- Owsa Location within Iran
- Coordinates: 36°32′39″N 53°15′25″E﻿ / ﻿36.54417°N 53.25694°E
- Country: Iran
- Province: Mazandaran
- County: Miandorud
- District: Central
- Rural District: Kuhdasht-e Gharbi

Population (2016)
- • Total: 714
- Time zone: UTC+3:30 (IRST)

= Owsa =

Village in Mazandaran province, Iran

Owsa (اوسا) (Note: Also known as Osā and Osās) is a village in Kuhdasht-e Gharbi Rural District of the Central District in Miandorud County, Mazandaran province, Iran.

==Demographics==
===Population===
At the time of the 2006 National Census, the village's population was 669 in 165 households, when it was in Kuhdasht Rural District (Note: Renamed Kuhdasht-e Sharqi Rural District) of the former Miandorud District in Sari County.
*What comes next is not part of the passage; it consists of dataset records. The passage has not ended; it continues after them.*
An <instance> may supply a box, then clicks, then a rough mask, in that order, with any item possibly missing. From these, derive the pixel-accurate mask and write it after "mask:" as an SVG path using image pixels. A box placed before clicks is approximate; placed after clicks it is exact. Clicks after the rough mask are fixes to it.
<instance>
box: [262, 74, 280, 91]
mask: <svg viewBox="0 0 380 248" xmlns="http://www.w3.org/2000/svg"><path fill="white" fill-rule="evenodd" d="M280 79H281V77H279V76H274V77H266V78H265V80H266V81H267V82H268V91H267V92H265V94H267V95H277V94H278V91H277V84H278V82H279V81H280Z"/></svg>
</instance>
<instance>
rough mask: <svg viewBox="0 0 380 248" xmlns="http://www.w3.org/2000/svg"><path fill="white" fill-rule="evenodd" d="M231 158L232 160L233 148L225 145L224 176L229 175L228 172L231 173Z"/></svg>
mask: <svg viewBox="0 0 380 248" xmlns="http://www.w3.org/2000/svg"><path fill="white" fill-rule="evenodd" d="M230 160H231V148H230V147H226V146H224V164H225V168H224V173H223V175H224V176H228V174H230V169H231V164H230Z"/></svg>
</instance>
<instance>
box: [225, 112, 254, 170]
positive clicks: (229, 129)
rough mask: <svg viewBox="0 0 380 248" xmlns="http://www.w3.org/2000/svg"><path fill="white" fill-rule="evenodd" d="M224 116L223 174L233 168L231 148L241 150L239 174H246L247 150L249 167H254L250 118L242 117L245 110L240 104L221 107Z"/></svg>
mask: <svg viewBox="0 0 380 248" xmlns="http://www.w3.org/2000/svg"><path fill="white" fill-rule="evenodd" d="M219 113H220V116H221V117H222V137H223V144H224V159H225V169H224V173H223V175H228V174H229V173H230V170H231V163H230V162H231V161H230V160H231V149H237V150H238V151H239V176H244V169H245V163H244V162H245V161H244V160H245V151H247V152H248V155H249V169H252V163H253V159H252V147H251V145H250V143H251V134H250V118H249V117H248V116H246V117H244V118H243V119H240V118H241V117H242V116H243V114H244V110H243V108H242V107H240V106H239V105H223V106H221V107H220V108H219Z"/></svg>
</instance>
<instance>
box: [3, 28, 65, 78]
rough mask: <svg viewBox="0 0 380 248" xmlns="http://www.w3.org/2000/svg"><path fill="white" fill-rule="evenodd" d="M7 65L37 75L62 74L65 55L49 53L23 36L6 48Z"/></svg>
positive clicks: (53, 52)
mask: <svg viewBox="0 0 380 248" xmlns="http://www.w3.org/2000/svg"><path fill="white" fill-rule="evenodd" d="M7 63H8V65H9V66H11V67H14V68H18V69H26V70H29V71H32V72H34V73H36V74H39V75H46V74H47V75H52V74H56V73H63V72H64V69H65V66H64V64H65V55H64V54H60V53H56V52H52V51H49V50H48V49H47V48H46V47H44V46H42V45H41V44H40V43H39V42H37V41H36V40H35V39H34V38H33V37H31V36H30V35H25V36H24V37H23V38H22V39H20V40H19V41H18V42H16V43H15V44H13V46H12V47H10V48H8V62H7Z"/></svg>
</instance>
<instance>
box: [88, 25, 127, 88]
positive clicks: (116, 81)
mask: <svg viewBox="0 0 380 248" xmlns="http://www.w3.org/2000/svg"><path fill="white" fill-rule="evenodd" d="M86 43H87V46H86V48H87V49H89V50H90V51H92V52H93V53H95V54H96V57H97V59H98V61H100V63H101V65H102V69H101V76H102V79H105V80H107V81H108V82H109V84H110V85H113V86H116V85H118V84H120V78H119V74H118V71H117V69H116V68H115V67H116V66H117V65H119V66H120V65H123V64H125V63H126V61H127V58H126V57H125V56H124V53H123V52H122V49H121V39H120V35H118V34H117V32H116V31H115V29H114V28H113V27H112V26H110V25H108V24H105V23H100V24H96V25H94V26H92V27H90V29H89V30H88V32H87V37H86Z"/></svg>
The following census in 2011 counted 694 people in 203 households, by which time the district had been separated from the county in the establishment of Miandorud County. The rural district was transferred to the new Central District and renamed Kuhdasht-e Sharqi Rural District. Owsa was transferred to Kuhdasht-e Gharbi Rural District created in the same district. The 2016 census measured the population of the village as 714 people in 230 households.